Part 03: Context Relationship📋

Power Dynamics, Made Compilable📋

Two bounded contexts that touch are never neutral. One imposes its types, the other adapts; both negotiate; or both ignore each other and learn the difference on integration day. @ContextRelationship from @frenchexdev/ddd-context-relationship reifies that power dynamic so the architecture decision survives the meeting in which it was made.

What @ContextRelationship Reifies📋

Evans's context map (chapter 14 of Domain-Driven Design) is a small diagram with enormous consequences. It names, between every pair of contexts that touch, the kind of relationship — conformist, customer-supplier, partnership, published-language, open-host-service, separate-ways, big-ball-of-mud — and the direction of power: who decides the contract, who is forced to follow, who collaborates as an equal.
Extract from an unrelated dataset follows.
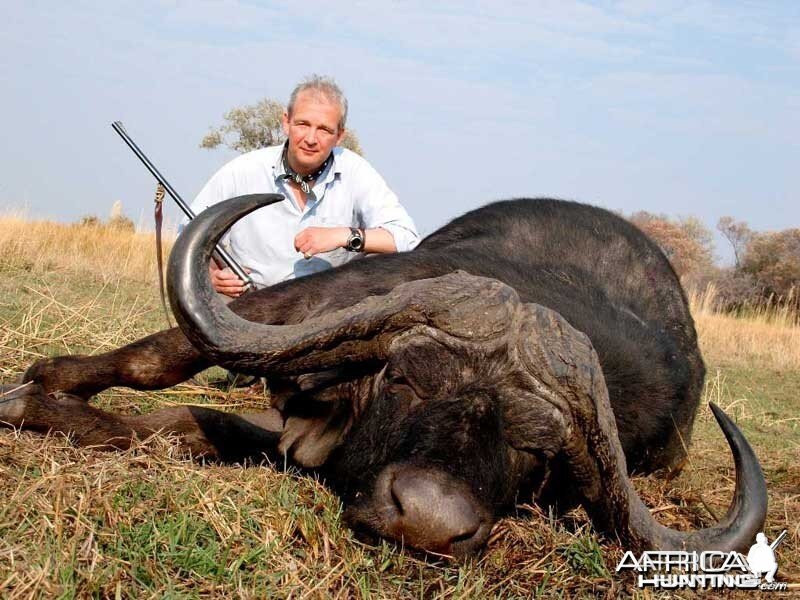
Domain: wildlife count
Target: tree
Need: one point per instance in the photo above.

The diagram lives, classically, on a wall or in a slide; six months later nobody remembers whether the Notification context was supposed to be a customer of Subscription or a conformist downstream of it, and the difference quietly shapes every refactor the team commits.

The vocabulary itself is non-negotiable. Vernon's Implementing Domain-Driven Design (chapter 3) explains why: each kind implies a different cost structure, a different test discipline, a different rate at which the contract may change. A conformist downstream accepts the upstream model verbatim and pays no translation cost but also has no leverage to influence it. A customer-supplier relationship has explicit negotiation. A partnership is a co-evolved contract that fails open. Separate-ways declares the cost of integration too high to bear and refuses to integrate at all — a strategic decision, not an oversight. Big-ball-of-mud is the honest label for the context whose mess you intend to firewall, not to refactor.

@ContextRelationship turns this living diagram into compilable metadata. Each relationship is a class file with four required arguments — kind, upstream, downstream, power — that name the strategic decision in terms the type system accepts. From that point on, every other tool in the corpus can ask what relationships does the Subscription context participate in?, which downstreams conform to it?, which upstreams does it follow? — and answer with sorted, typed data instead of with a wiki page.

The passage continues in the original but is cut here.